What are the neurocognitive mechanisms that contribute to antisocial behaviors? A study in Brain Imaging and Behavior suggests that decreased white matter connectivity could be linked to psychopathy for incarcerated women.
Individuals who display high levels of psychopathy often engage in manipulative behavior and have a lack of empathy, guilt, and remorse. These traits can be linked to antisocial and criminal behavior. Much of the research on psychopathy has been focused on men, in part due to the fact that psychopathy is more common in men, including when looking at incarcerated samples.
Research including both genders has displayed many sex differences between male and female psychopaths, including that men show higher levels of perversion and more frequent antisocial behavior associated with psychopathy. High levels of psychopathy has been associated with several different neurological factors, including reduced gray matter volume and reduced amygdala activity when processing scared facial expressions.
It has been suggested that the uncinate fasciculus, which is a white matter tract connecting the orbitofrontal cortex and amygdala, may play a role in psychopathy. Previous research has shown a weakening of the uncinate fasciculus in boys and men with higher levels of psychopathy. Additionally, the uncinate fasciculus has been implicated in the regulation of emotional responses and the ability to understand and interpret the emotional states of others, which are both impaired in individuals with psychopathy.
In their new study, Michael Maurer and colleagues sought to expand the body of research by testing if this extends to women. They utilized 254 incarcerated adult women ranging in age from 19 to 54-years-old. 81% of the sample identified as White, 90% of the sample was right-handed, and 56% of participants identified as Hispanic.
The participants completed a semi-structured interview to assess psychopathy and completed a measure on substance use severity as a possible covariate. To assess brain structure, the participants completed an MRI with diffusion tensor imaging.
Results showed that lifestyle and behavioral psychopathic traits were associated with reduced fractional anisotropy (which measures white matter connectivity) in both the left and the right uncinate fasciculus. The only other factor that showed significant associations with fractional anisotropy in the uncinate fasciculus was age, as substance use, interpersonal, affective, and antisocial psychopathic traits did not have any significant relationship.

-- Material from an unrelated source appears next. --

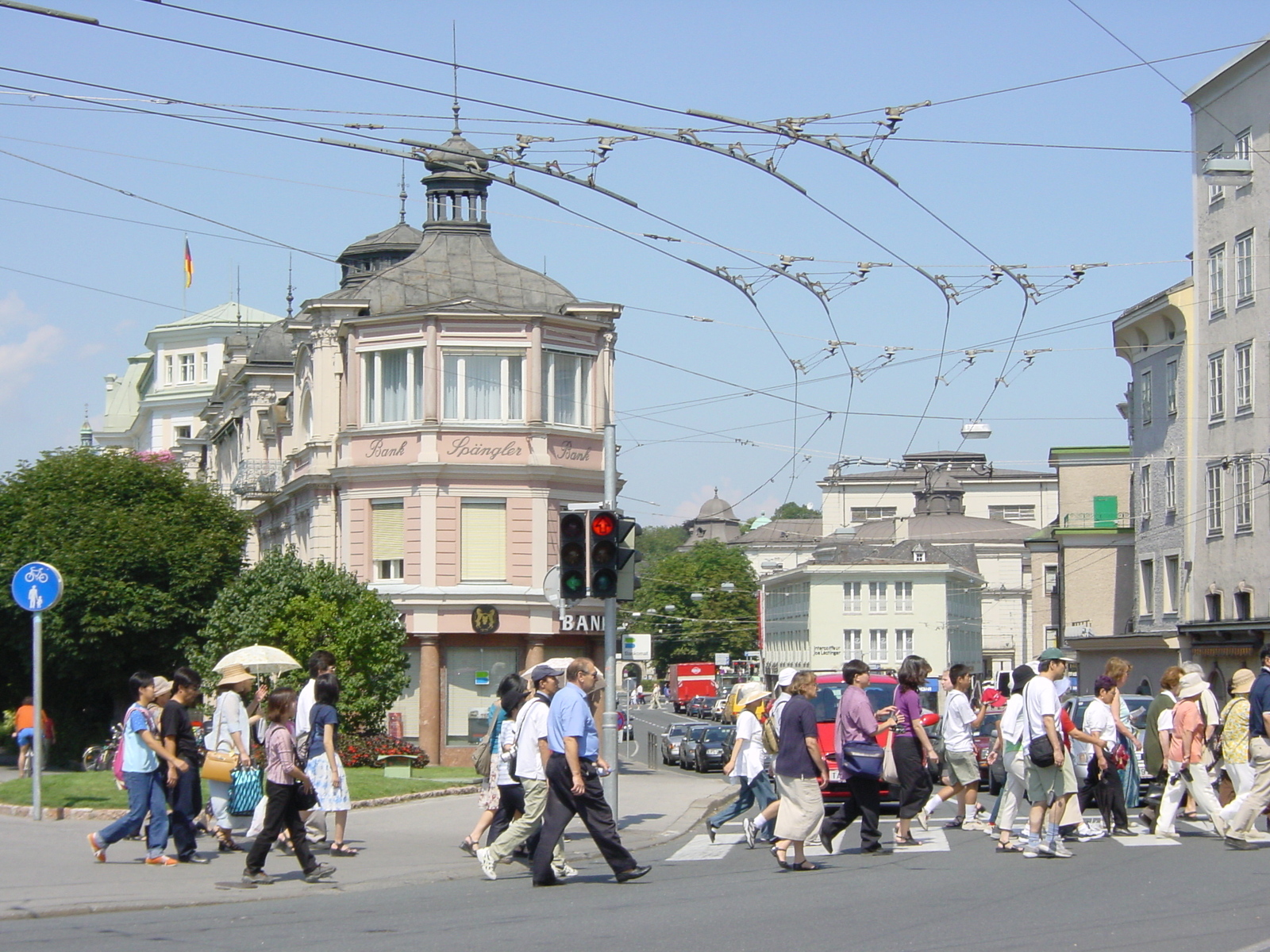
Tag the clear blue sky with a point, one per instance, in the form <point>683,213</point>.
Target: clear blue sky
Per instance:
<point>1041,207</point>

This suggests that traits such as impulsivity, irresponsibility, and boredom were related to the lowered connectivity in the uncinate fasciculus, but interpersonal psychopathic factors may not be. These results show that the uncinate fasciculus likely plays a role in psychopathy for both men and women.
“The results obtained in the current study help better characterize structural abnormalities associated with women scoring high on psychopathy,” the researchers wrote. “Specifically, while boys and men scoring high on interpersonal/affective psychopathic traits have been previously associated with reduced [uncinate fasciculus fractional anisotropy] and [gray matter volume] reductions, such relationships appear to be driven by lifestyle/behavioral traits in girls and women scoring high on psychopathy.”

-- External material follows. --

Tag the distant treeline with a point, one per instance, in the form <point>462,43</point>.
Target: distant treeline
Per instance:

This study provides insight into the brain mechanisms underlying psychopathy in women. Despite this, there are limitations to note. One such limitation is that this study did not control for borderline personality disorder symptomology, which overlaps with psychopathy and has been linked to reduced connectivity in the uncinate fasciculus. Additionally, using fractional anisotropy provides only an indirect measure of white matter connectivity.
The study, “Reduced structural integrity of the uncinate fasciculus in incarcerated women scoring high on psychopathy“, was authored by J. Michael Maurer, Subhadip Paul, Bethany G. Edwards, Nathaniel E. Anderson, Prashanth K. Nyalakanti, Carla L. Harenski, Jean Decety, and Kent A. Kiehl.